NEW YORK — Stocks closed higher on Thursday in a trading session marred by a historic trading halt of roughly three hours on the Nasdaq stock exchange as a result of technical problems.
All traffic through Nasdaq OMX Group Inc, the second-largest U.S. stock exchange stopped at 12:14 p.m., the exchange said on its website. Shares in Nasdaq closed down 3.4 percent to $30.46.
The exchange resumed trading with a single stock, Atlantic American Corp, at 3 p.m. before trading resumed in all of its listed securities at 3:25 p.m. The lightly traded stock advanced 0.6 percent to $3.82.
The outage was the latest in series of high-profile incidents on exchanges.
“We have automated securities markets to the point where you are reliant on computers. This is going to be a recurring thing,” said Stephen Massocca, managing director, Wedbush Equity Management LLC in San Francisco.
“It is difficult to have automated systems that don’t have issues on occasion.”
The outage led to what was easily the lowest full-session volume of the year, with about 4.23 billion shares traded on the New York Stock Exchange, NYSE MKT and Nasdaq, well below the daily average of 6.3 billion.
The Dow Jones industrial average rose 66.19 points or 0.44 percent, to 14,963.74, the S&P 500 gained 14.16 points or 0.86 percent, to 1,656.96 and the Nasdaq Composite added 38.918 points or 1.08 percent, to 3,638.707.
The Nasdaq Composite Index was up 31.38 points, or 0.87 percent, at 3,631.17 when the trading halt began, putting the brakes on trading in stocks of such well-known companies as Apple, Microsoft and Amazon.com.
Microsoft ended the session as the biggest boost to both the S&P 500 and Nasdaq 100 indexes, up 2.5 percent to $32.39. Apple edged up 0.1 percent to $502.96 while Amazon closed 1.8 percent higher at $289.73.
Throughout the Nasdaq outage, other exchanges such as the New York Stock Exchange continued to operate.

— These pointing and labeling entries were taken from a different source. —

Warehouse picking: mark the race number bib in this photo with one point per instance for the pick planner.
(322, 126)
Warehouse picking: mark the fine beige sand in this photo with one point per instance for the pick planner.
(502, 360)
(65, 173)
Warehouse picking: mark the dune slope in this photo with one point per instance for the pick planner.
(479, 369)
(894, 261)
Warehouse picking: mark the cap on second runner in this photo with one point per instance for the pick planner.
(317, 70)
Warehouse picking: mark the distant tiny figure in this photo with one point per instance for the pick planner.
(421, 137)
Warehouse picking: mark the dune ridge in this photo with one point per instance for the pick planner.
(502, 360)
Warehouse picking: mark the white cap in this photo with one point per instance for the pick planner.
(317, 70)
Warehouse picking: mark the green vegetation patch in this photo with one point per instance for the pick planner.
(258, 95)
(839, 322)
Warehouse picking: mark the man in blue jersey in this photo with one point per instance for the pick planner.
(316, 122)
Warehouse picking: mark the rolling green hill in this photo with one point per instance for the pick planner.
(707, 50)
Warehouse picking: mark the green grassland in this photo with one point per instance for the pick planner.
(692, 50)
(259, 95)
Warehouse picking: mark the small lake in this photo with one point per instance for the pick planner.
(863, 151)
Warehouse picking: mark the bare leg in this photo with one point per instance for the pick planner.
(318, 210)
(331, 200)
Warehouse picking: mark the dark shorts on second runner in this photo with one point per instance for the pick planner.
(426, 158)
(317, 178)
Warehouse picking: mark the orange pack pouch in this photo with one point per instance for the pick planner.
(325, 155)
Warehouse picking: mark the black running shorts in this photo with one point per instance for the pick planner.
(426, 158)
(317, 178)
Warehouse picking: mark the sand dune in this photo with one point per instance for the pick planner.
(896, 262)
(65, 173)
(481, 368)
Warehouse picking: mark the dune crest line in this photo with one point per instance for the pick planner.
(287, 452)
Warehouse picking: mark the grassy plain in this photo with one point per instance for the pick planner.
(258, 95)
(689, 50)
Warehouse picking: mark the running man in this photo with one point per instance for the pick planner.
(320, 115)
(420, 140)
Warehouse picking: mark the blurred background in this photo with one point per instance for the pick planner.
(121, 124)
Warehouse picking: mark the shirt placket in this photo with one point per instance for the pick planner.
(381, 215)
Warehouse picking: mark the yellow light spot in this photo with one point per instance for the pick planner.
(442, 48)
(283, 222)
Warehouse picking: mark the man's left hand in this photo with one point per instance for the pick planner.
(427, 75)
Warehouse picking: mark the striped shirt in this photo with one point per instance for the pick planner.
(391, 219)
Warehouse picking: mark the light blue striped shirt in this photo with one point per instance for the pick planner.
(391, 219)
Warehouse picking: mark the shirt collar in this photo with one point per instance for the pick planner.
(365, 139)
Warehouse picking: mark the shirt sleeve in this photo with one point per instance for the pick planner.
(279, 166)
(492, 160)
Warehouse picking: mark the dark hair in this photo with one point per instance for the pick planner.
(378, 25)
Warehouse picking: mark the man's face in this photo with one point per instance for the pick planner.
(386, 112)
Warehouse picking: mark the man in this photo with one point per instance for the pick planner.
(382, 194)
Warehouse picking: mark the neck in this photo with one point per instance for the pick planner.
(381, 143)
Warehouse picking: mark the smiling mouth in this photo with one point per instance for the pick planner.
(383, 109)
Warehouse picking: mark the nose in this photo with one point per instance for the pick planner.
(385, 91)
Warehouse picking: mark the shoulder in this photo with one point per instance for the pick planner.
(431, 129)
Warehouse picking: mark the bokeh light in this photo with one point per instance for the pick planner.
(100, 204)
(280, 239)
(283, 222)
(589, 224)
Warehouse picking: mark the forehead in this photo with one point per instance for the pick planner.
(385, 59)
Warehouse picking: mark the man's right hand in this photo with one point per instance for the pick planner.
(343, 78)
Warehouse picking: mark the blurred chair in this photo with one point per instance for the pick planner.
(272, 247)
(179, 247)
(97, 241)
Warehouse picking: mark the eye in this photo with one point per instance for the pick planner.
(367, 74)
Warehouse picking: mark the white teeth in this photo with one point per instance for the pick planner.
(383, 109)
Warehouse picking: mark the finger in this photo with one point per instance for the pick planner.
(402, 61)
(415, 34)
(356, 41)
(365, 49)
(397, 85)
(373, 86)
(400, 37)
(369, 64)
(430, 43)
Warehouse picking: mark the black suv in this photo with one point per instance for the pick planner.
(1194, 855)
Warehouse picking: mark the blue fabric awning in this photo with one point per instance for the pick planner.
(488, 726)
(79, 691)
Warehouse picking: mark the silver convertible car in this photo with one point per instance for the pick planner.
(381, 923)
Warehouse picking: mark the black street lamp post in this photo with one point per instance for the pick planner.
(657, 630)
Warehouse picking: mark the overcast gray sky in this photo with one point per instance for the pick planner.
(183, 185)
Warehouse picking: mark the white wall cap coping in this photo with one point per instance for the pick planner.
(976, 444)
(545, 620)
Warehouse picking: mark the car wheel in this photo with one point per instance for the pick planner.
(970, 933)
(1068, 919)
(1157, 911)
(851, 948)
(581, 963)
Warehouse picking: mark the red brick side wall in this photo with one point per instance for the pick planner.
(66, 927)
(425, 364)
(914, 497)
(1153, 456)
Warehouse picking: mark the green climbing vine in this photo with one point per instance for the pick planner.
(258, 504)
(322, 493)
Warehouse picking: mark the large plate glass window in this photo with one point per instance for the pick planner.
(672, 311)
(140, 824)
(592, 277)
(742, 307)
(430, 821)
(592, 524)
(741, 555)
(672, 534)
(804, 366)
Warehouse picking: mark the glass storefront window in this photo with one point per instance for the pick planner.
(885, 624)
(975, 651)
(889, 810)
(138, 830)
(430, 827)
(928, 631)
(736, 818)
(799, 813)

The Dow industrials rose for the first time in seven sessions after upbeat data from the world’s top economies overshadowed nervousness over the winding down of the Federal Reserve’s stimulus program.
Gains in the Dow were limited by Hewlett-Packard, which tumbled 12.5 percent to $22.22 a day after reporting a decline in the Enterprise Group’s revenue. The group is the computer company’s second-largest division and a critical component of Chief Executive Meg Whitman’s plan to transform the company.
The S&P 500 registered its biggest percentage gain since August 1, but was unable to close above its 50-day moving average for a fifth straight session. The mark, now at 1,658.87, has become a technical hurdle.
Advancing stocks outnumbered declining ones on the NYSE by 2,551 to 479, while on the Nasdaq, advancers beat decliners 1,964 to 519.